Bu ziyaretlerin başlıca gündemini ise PKK konusu oluşturuyor. PKK meselesi üzerinde iki ülkenin bu kadar yoğun mesai harcaması değerlendirmeye değer bir konu. Zira Abdullah Öcalan’ın Suriye’de üslendiği dönemlerde bile iki ülke arasında bu kadar yoğun bir diplomatik trafik yoktu. Öcalan’ın Şam’ı terk etmesinden sonra örgütün Suriye’deki varlığı da zaman içerisinde eridi. Örgütün, Lübnan’daki kampları tek tek boşaltıldı. Suriye topraklarından Türkiye’ye sızmaların önüne geçildi. PKK’nın Suriyeli Kürtlerden aldığı yardımlar da gittikçe azalıyor.
Bu koşullar da Türkiye’nin hâlâ Şam yönetiminden ne beklediği merak konusu... Burada örgüt içinde hâlâ önemli sayıda bulunan Suriyeli PKK’lıların varlığı öne çıkıyor. Başbakan Erdoğan da Suriye’ye hareketinden önce havalimanında basın mensuplarının sorularını yanıtlarken, Beşar Esad ile Suriyeli PKK’lıların “eve dönüşü”nü konuşacağını ifade etti. “Eve dönüş” konusu, Suriye ile Türkiye arasında uzun bir zamandır görüşülen konuların başında geliyor. Şam yönetimi, sayıları bin 500 kadar olduğu tahmin edilen Suriyeli PKK’lılara “genel af” çıkaracağına dair Ankara’ya söz vermişti. Erdoğan, Esad’ın bu sözü tutmasını bekliyor elbet. Ancak Erdoğan’ın aylar önce üzerinde mutabık kalınan bir konunun karara bağlanması için kalkıp Şam’a gittiğini sanmıyorum. Bu ziyaretin daha önemli boyutları olmalı.
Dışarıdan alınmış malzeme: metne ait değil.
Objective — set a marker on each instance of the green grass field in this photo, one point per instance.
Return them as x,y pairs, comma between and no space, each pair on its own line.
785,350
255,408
Türk tarafının Şam yönetiminden “Suriyeli PKK’lılara af çıkarmak”tan çok daha fazlasını beklediğini düşünüyorum. Ama bu beklentiler güvenlik ve askerî konuların da ötesinde olmalı. Zira Suriye’nin güvenlik konularında Türkiye’ye yapacağı katkı çok sınırlı, askerî alanda ise yok denecek kadar az. Türkiye de bunun farkında. Hükümetin Suriye yönetiminden beklentisi, uzun yıllar topraklarında barındırdığı, kamp verdiği, bugünkü lider kadrosuyla birebir, yakından temas kurma fırsatı bulduğu örgütü, yani Kandil’i son düzlükte silahsızlandırmaya teşvik ve ikna etmesi yönündedir. Suriye yönetiminden başka hiçbir komşu devlet PKK’yla bu kadar içli dışlı olma şansını yakalamamıştır. Ne İran ne ırak ve ne de Barzani bu kadar örgüte yakındır. Öcalan’ın Türkiye’ye teslim edilmesiyle sonuçlanan bir sürece rağmen ne örgüt ne de Öcalan Suriye’ye tavır almıştır. Suriye’nin de örgüte karşı çok dikkatli bir politika izlediği sanırım konuyu yakından takip edenlerin dikkatinden kaçmamıştır. Suriyeli PKK’lıların örgüt içindeki varlığı ve ağırlığı da Şam yönetimine önemli bir avantaj sağlıyor.
Suriye ile diplomatik trafiğin son aylarda bu kadar artmasının nedeni PKK konusunda sona gelindiğini de gösteriyor. Son nokta konulmasa da örgütün şiddetten vazgeçerek silahsızlanmaya ve demokratik siyasete yöneltilmesinde bu ziyaretlerin önemli bir etkisi olacağını düşünüyorum.